In terms of the message of this track, the album turns from focusing on the problem to presenting the solution, which is Christ’s dominion over this world. “Oh how the earth is laid to waste by the touch of Your hand.” This solution is furthered in masterful ways by “Serenity.” “Let me cover you… find a way home…” Just as the title suggests, “Serenity” is a serene soundscape with hints of aggression mixed into the backgrounds. The guitar work shines on this track with skillful picking that, were the games still popular, would test any “Guitar Hero’s” skill level.
“Serenity” also breaks the mold for this album by being the most ephemeral track. With only one minute and fifty-nine seconds to its name, “Serenity” proves that the less-is-more approach works in amazing ways when contrasting long epics that precede it.
The album closes with “Open up the Sky.” As a closing song, “Open Up the Sky” has all the right elements. It opens with an further epic sound that feels like a culmination of all that has come before it, yet it also brings further innovation in sound. It should be noted that at almost a full thirteen minutes in length, “Open Up the Sky” is a lengthy epic in every sense of the word.
Those conditioned to get their hardcore in short bursts will possibly have a hard time following Hope for the Dying’s concluding notes trough all thirteen minutes. This would be a mistake, however, as “Open Up The Sky” brings a fitting conclusion to the album. Where “Visions” started the pivot into the ultimate hope the album brings, this track brings it in full force. In so many ways, “Open Up the Sky” is a worship song that is built upon and truly only understood by looking through the lens of the pain and moments of brokenness of all that preceded it. The piano outro that fades into the distance is a more than fitting way to make an exit.
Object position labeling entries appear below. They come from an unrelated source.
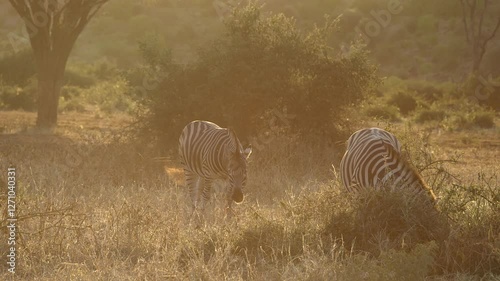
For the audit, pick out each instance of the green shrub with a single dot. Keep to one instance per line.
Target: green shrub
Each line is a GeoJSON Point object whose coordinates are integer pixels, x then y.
{"type": "Point", "coordinates": [17, 68]}
{"type": "Point", "coordinates": [426, 24]}
{"type": "Point", "coordinates": [430, 115]}
{"type": "Point", "coordinates": [77, 78]}
{"type": "Point", "coordinates": [430, 91]}
{"type": "Point", "coordinates": [383, 111]}
{"type": "Point", "coordinates": [404, 101]}
{"type": "Point", "coordinates": [484, 119]}
{"type": "Point", "coordinates": [14, 98]}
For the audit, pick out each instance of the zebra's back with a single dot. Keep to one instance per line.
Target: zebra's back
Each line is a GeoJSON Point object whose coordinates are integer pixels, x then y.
{"type": "Point", "coordinates": [201, 142]}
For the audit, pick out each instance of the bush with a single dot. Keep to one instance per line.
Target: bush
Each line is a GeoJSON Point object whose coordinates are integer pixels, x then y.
{"type": "Point", "coordinates": [261, 65]}
{"type": "Point", "coordinates": [406, 102]}
{"type": "Point", "coordinates": [383, 111]}
{"type": "Point", "coordinates": [17, 68]}
{"type": "Point", "coordinates": [15, 98]}
{"type": "Point", "coordinates": [484, 119]}
{"type": "Point", "coordinates": [474, 207]}
{"type": "Point", "coordinates": [77, 78]}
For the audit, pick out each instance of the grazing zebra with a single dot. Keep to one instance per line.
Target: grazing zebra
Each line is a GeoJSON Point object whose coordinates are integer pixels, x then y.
{"type": "Point", "coordinates": [209, 152]}
{"type": "Point", "coordinates": [373, 158]}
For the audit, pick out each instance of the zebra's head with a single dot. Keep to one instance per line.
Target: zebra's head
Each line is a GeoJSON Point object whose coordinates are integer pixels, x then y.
{"type": "Point", "coordinates": [237, 168]}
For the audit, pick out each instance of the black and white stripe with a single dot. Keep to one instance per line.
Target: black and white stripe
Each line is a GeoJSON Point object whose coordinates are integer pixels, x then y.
{"type": "Point", "coordinates": [209, 152]}
{"type": "Point", "coordinates": [373, 159]}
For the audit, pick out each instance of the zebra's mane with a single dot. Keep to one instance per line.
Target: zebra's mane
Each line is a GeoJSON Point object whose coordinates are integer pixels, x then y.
{"type": "Point", "coordinates": [413, 169]}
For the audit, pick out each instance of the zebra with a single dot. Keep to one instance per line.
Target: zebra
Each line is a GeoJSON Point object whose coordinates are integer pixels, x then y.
{"type": "Point", "coordinates": [373, 158]}
{"type": "Point", "coordinates": [209, 152]}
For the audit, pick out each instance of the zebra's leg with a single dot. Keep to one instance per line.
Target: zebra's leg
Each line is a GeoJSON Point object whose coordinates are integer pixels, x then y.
{"type": "Point", "coordinates": [192, 184]}
{"type": "Point", "coordinates": [229, 203]}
As an album, Aletheia breaks the mold of what metal fans in 2013 have come to expect. In light of this, the album demands that you not simply “listen to it,” but that you truly experience it in full. This is the type of album, like Hand’s Give Me Rest before it, that requires the listener immerse themselves in the album from start to finish. If the listener were to attack the album through random play or try to skim through it, they simply would not get the magisterial beauty Aletheia has to offer. In that regard, this album is not for everyone. In truth, however, that is an indictment against our fickle culture more than it is against the band, as this album is simply stunning.
Overall: Hope for the Dying’s powerful release Aletheia is certainly not for anyone struggling with ADHD. With several songs approaching the ten minute mark, this is not your typical metal album of today. With a powerful orchestral feel and inspirations that include European metal, Hope for the Dying bring an epic album that will sit well with fans of Becoming the Archetype’s masterful Celestial Completion.
Aletheia is not your typical metal release… it is so much better than that. Though it is early in the year, this is certainly a strong contender for heavy album of the year. Anyone with the mettle to sit through the entire experience from start to finish will find something just shy of being called an outright masterpiece. Any fan of heavy music asking themselves whether they should purchase this album should stop asking and hit the purchase button… it’s simply that good. Still, the ADHD crowd will have a hard time sitting through the purposefully lengthy tracks.
RIYL: Becoming the Archetype’s Celestial Completion mixed with Hands’ Give Me Rest, with just a dash of A Plea for Purging’s song “Shiver.”